Soto Zen Buddhism
Sojiji head monastery

Internationally Opened temple

Sojiji is located in the suburban area of Yokohama city. Close to Tokyo bay and Boso peninsula, even Mt Fuji is close to us. In addition, the temple is within 5 min. walking distance from main public transportations. These factors are very important for us as an internationally opened temple for Zen practice. We have ground of 500,000 square meters with well-structured buildings. In 1911 (591 years since Sojiji had been established on Noto peninsula) we celebrated the relocation of Sojiji.

We are committed to social welfare with educational facilities as university, high and junior high school as well as kindergarten.

Further, in Sojiji, we have various kinds of educational projects with over 200 monks, employees striving for the prosperity of our monastery.

English Zazen session

In our daily life, how much time do we have for facing ourselves…?

English guide tour

Sojiji is an open Zen space for the public, so you can walk around Sojiji freely.

Estabilishment of Sojiji

Shogakusan Sojiji is the formal name of Sojiji. It was established about 700 years ago.

In Kushihinosho (Noto peninsula), there was the temple called “Morooka Kannon do”. The story began when the abbot, Joken risshi had a dream one night.

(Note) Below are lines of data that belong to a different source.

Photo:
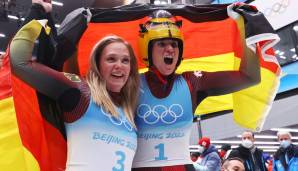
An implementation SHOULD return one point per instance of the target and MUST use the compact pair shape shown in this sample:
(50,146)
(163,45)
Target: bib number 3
(161,152)
(120,161)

On April 18th, 1321, a monk-styled Kannon appeared in his dream and told him that there is a virtuous monk called Keizan in Yōkōji and asked him to call him to this temple and pass it over to him.

Strangely enough, 5 days after the dream, on 23rd of April, Keizan had the same revelation in his dream while he did zazen in the abbot room of Yōkōji .

This temple was originally founded as a Shingon Buddhism temple and Keizan wished to re-established this temple as a Zen temple. In his dream, he was about to enter the temple and in front of the temple gate there was an arbor. Once he entered, the 600 volumes of Dai hannyakyo (Great wisdom Sutra) were on the top floor of the gate, and the statue of Hikari Kannon was enshrined. There were many monks and Joken risshi welcoming his appearance. He entered the temple through the gate, and he said “I open the Soji gate like the shape of eight in kanji (means “widely”)”. He was impressed by the temple’s magnificence. According to his dream, he was welcomed by Joken risshi and admitted to the temple.

According to the documents, this was the day of Kessei (May 15th, 1321). Afterwards, Joken risshi offered the temple to Keizan Zenji and named it “Sojiji”. “Sojiji” means the temple where Buddha’s teaching is fully kept.

In 1322 when Keizen got 52 years old, the emperor Godaigo asked him ten questions through Kakumyo Koho as messenger. The emperor was impressed by the answers from Keizan. As a result on August 28th, Sojiji temple was officially recognized the leading head monastery of Soto Zen and its abbots were allowed to wear a purple vestment. On September 14th, the emperor ordered Lord Yukufusa Fujiwara to inscribe the three characters “So-ji-ji” for the official record as the head temple of Soto school.

Relocation to Tsurumi

Sojiji is the head temple established by Keizan Zenji. Related temples count for more than 13,000 all over Japan and we make efforts to develop Soto Zen and spread the true teaching.

About 570 years have passed since the temple was originally started by Keizan on Noto peninsula.

Back on April 13th, 1898, a fire broke out suddenly from the main building of Sojiji. The fire spread over the temple and burnt down most of the property, except Jiunkaku and Dentōin.

In May 1905, Ishikawa Sodō Zenji decided to move the temple to Tsurumi being aware of the importance of structure restoration, existance as head monastery and modern missionary activities. Then in 1911, Sojiji relocated to the present place.